Incirlik High School teacher Chelly Kennedy, left, showed RAF Cpl. Caroline Baggott a videotape catalog from which her learning-impaired students are chosing videos.

INCIRLIK AIR BASE, Turkey — For Chelly Kennedy’s students, reading is painful. Like other kids their age, they want to explore the complex adolescent relationships in "A Separate Peace," and race Sherlock Holmes to the secret of the creepy moors haunted by "The Hound of the Baskervilles."

But "it hurts too much" when they try to read, said Kennedy, whose 18 Incirlik High School students have moderate learning impairments. "Maybe if I can get them past the hurt, it’ll open the door" to literature and the world outside their classroom, she said.

Kennedy’s kids just got a new key to that door courtesy of $1,600 raised by British airmen assigned to Operation Northern Watch, the United Nations mandated mission operated by British and American units to stop Iraqi warplanes from flying in northern Iraq.

A week ago, Royal Air Force Group Captain Clive Bairsto, commander of British forces at Incirlik, gave Kennedy’s class $1,000 in cash, and a new television and video player, said Corp. Caroline Baggott. British troops, like their coalition partners, organize social events to pass their rotation, "and we thought we might as well have a cause," Baggott said.

This year, they chose the American Department of Defense Dependents School as a way to say "thank you" for the support Americans give Brits at Incirlik, she said. Squadron Leader Trevor Stone contacted the American school.

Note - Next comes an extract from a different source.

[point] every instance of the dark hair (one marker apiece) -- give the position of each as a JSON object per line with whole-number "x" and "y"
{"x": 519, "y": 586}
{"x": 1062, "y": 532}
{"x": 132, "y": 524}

Incirlik vice principal Walter Ulrich referred Stone to Kennedy, who told Stone that her kids — who typically read on a third-grade level — do much better with visuals and the spoken word. They could use videos to experience film versions of literary classics, as well as travel videos.

A six-member RAF charity board oversaw the 180 British flyers’ fund-raising effort by holding social events that doubled as fund-raisers. A March 22 talent show, a five-kilometer fun run and a "horse-race" event with play horses and dice generated the money. Bairsto presented the money and equipment on April 16.

"It’s hard to be on the receiving end," said Kennedy, who called the British philanthropy "a humbling experience. I told the kids, ‘We have this … because someone simply wanted to do something nice. That’s very special."